- Promotional Poster
- Directed by: I. V. Sasi
- Written by: T. Damodaran
- Produced by: Liberty Basheer
- Starring: Mammootty Kiran Kumar Murali Urvashi Geetha
- Cinematography: J. Williams
- Edited by: K. Narayanan
- Music by: Shyam
- Production company: Liberty Productions
- Release date: 26 April 1991;
- Country: India
- Language: Malayalam

= Inspector Balram =

Inspector Balram is a 1991 Malayalam film directed by I. V. Sasi, scripted by T. Damodaran, and starring Mammootty. It is a sequel to the 1986 film Aavanazhi and was followed by a sequel, Balram vs. Taradas, in 2006.

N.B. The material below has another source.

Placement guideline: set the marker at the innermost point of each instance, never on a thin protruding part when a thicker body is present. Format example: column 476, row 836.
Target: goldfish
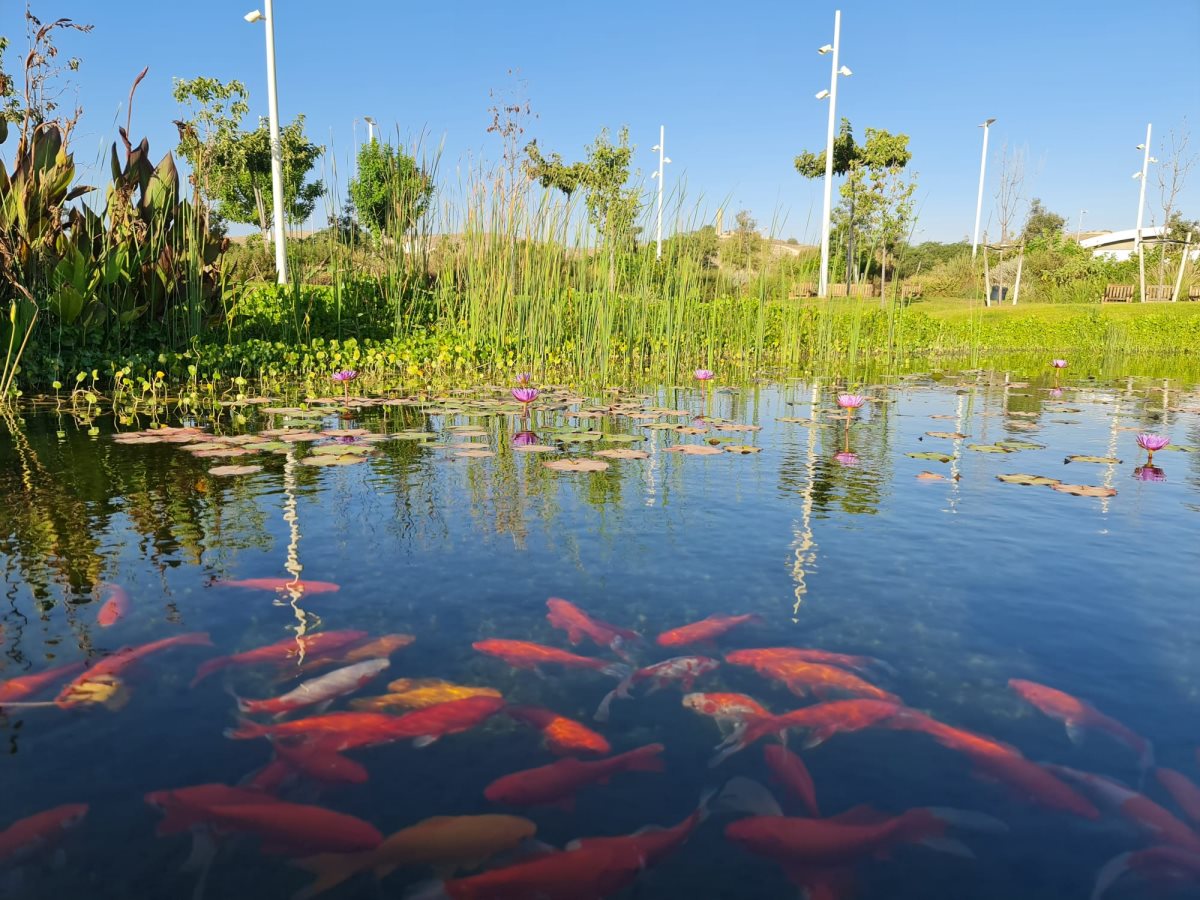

The movie was produced and distributed by Liberty Productions. It was a commercial success and ran for over 240 days at the box office.

==Plot==
Four years after the events of Aavanazhi, Circle Inspector Balram is now married to Seetha. They have a daughter and live a normal life. Seetha is then killed by Sathyaraj's men. Balram sends his daughter to be taken care of by nuns, along with the help of his superior officer, Commissioner Madhavan Nair. Balram faces his enemies, including Indira Shankar and Sayed Mohammad Shah, and Preethi avenges her father's death with the help of Balram.

==Cast==
- Mammootty as Circle Inspector Balram
- Kiran Kumar as Sayed Mohammed Shah
- Murali as City Police Commissioner Madhavan Nair IPS
- Geetha as Seetha
- Manjula Vijayakumar as Indira Shankar
- Urvashi as Preethi Pillai
- Jagadish as Sudhakaran
- M. G. Soman as Sahadevan
- Kalpana as Sub Inspector Dakshayani
- Kundara Johny as DYSP Alex George
- Vincent as Customs Officer Nambiar
- Kunchan as Constable Radhakrishnan aka "Shamshyam" Vasu
- Augustine as Sub Inspector Ummer
- Ramu as Siddique
- Kanakalatha as Madhavan's Wife
- V. K. Sreeraman as Hussain Sahib
- Bheeman Raghu as D'Cruz Pereira
- M. S. Thripunithura as Krishna Pillai
- Ragini as Rajamma
- Kollam Thulasi as Chandrachoodan, Home Minister
- Vineeth Kumar as Jithu

==Box office==
The film was a commercial success, and it attained cult status.

==Additional information==
Some of the challenging shots in action scenes by the late cinematographer J. Williams have received recognition.